Nun erstmal das Zelt aufbauen, die erste Dose "Diebels Alt" geöffnet,
die Nachbarn herzlich begrüßt, man kennt sich ja, und das warten begann.
Gegen 4 Uhr machten dann Manuel und ich uns auf dem Weg zum Gelände,
um die erste Band zu sehen.
Aber ersteinmal Bändchen holen, ab zum Eingang, und warten.
Tja, immer wieder interessant zu sehen, wie enthusiastisch die Ordner am ersten Tag
noch arbeiten,
um dann im Laufe der Zeit einen fast nur noch im Schnellverfahren abzutasten.
Tja, dann ging es aber auch schon los.
Pünktlich um 17.00 h betraten dann "Knight Errant" aus der Türkei die Hauptbühne,
und rockten sowas von geil ab, das einem Hören und Sehen verging.
Die 6 Türken waren die erste türkische Metalband die außerhalb der Türkei spielte,
und diese Premiere nutzten sie wirklich aus.
Mit ihrem zeitweilig an "Skyclad" erinnernden Folk/Power Metal, schafften sie es,
sich sehr schnell Freunde zu machen, auch die Geigerin war sehr bewegungsfreudig.
Der Sänger sollte zwar noch ein wenig an seiner Stimme arbeiten,
aber wenn die so weitermachen, werden sich diese 6 Türken sehr schnell eine Fangemeinde
aufbauen.
Ein riesiges "FUCK OFF" geht aber an die Leute, die so Dinge vom Stapel ließen wie:
"Die sollen sich zurück nach Anatolien verpissen und Döner verkaufen",
und ähnlicher geistiger Dünnschiß.
Verstehe einer was der Mist soll.
Nun ging es aber ersteinmalb zum angekündigten Fussballspiel, zwischen dem RockHard Team
und dem AFM Records Team.
Leider war ein gewisser Chefredakteur der obengenannnten Zeitung, trotz Ankündigung,
wohl zu faul zum spielen. Er tauchte nur kurz auf, und war auch wieder weg.
Tankard-Gerre hatte aber eine gute Entschuldigung. Ein kaputtes Knie.
Gute Besserung von dieser Stelle.
Tja, nun ging das Spiel auch los. Ein recht geiles Gekicke auf Thekenfußballniveau
belustigte die Zuschauerschaft.
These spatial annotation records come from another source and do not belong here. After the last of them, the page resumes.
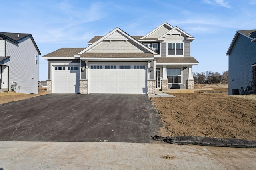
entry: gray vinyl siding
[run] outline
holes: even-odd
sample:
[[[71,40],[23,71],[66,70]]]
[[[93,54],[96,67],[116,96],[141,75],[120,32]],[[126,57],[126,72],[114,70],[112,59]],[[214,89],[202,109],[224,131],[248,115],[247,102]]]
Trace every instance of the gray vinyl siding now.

Und der Torwart der RH-Redaktion zeichnete sich durch
wahres Unvermögen aus, habe lange nicht mehr einen solchen Fliegenfänger gesehen.
Tja, beim Stand von 5 : 1 verließ ich dann das Geschehen, denn es war Zeit für "Finntroll".
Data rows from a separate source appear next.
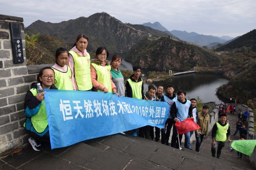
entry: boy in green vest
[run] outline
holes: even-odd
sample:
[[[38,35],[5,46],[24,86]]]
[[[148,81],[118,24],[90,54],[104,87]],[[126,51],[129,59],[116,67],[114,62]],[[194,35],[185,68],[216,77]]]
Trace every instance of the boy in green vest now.
[[[225,142],[228,140],[231,141],[230,138],[230,127],[226,122],[227,115],[221,114],[220,116],[220,120],[216,123],[212,127],[212,155],[215,158],[216,148],[217,149],[217,158],[220,158],[222,148],[225,145]]]
[[[126,96],[128,97],[136,99],[148,100],[144,95],[143,81],[140,77],[141,68],[139,66],[134,66],[132,67],[133,74],[130,76],[125,82]],[[132,130],[132,134],[137,136],[137,129]]]

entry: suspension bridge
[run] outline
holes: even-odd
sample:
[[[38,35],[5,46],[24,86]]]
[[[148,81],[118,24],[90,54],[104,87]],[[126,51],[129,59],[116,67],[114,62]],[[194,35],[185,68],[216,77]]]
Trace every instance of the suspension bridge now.
[[[169,75],[171,75],[172,74],[174,75],[175,75],[179,74],[187,74],[188,73],[194,73],[196,71],[196,67],[194,67],[192,68],[190,68],[188,70],[182,72],[177,72],[176,71],[174,71],[172,70],[169,70]]]

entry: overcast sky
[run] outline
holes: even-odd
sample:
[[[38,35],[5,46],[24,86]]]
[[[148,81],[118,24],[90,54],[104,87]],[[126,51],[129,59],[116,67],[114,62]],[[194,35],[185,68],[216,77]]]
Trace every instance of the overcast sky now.
[[[58,23],[105,12],[123,23],[156,21],[169,31],[235,37],[256,29],[255,0],[0,0],[0,14]],[[225,2],[224,2],[225,1]]]

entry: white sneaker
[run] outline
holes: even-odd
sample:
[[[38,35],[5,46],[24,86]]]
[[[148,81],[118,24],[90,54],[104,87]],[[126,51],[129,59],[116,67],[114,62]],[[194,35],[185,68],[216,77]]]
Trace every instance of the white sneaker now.
[[[41,144],[39,141],[36,141],[30,137],[28,138],[28,142],[31,145],[33,149],[36,151],[40,151],[42,149]]]

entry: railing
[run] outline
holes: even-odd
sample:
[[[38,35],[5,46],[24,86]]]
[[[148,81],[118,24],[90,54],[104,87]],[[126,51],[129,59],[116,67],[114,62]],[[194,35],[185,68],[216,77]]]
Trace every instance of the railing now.
[[[169,75],[171,75],[172,74],[173,74],[173,75],[175,75],[177,74],[185,74],[189,73],[196,72],[196,67],[194,67],[192,68],[190,68],[189,70],[182,72],[177,72],[177,71],[174,71],[172,70],[169,70]]]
Und mit einem langen Intro begann es dann auch schon.
Das Publikum vor der Bühne war guter Dinge, und auch das was auf der Bühne passierte,
war als einfach geil zu bezeichnen, wenn dieser elendige Scheppermüllsound zu Beginn nicht
gewesen wäre.
Der zerstörte leider so einiges.
Trotzalledem spielten sich die verrückten Finnen wahrhaft den Arsch ab,
und auch im Publikum war die Stimmung recht gut.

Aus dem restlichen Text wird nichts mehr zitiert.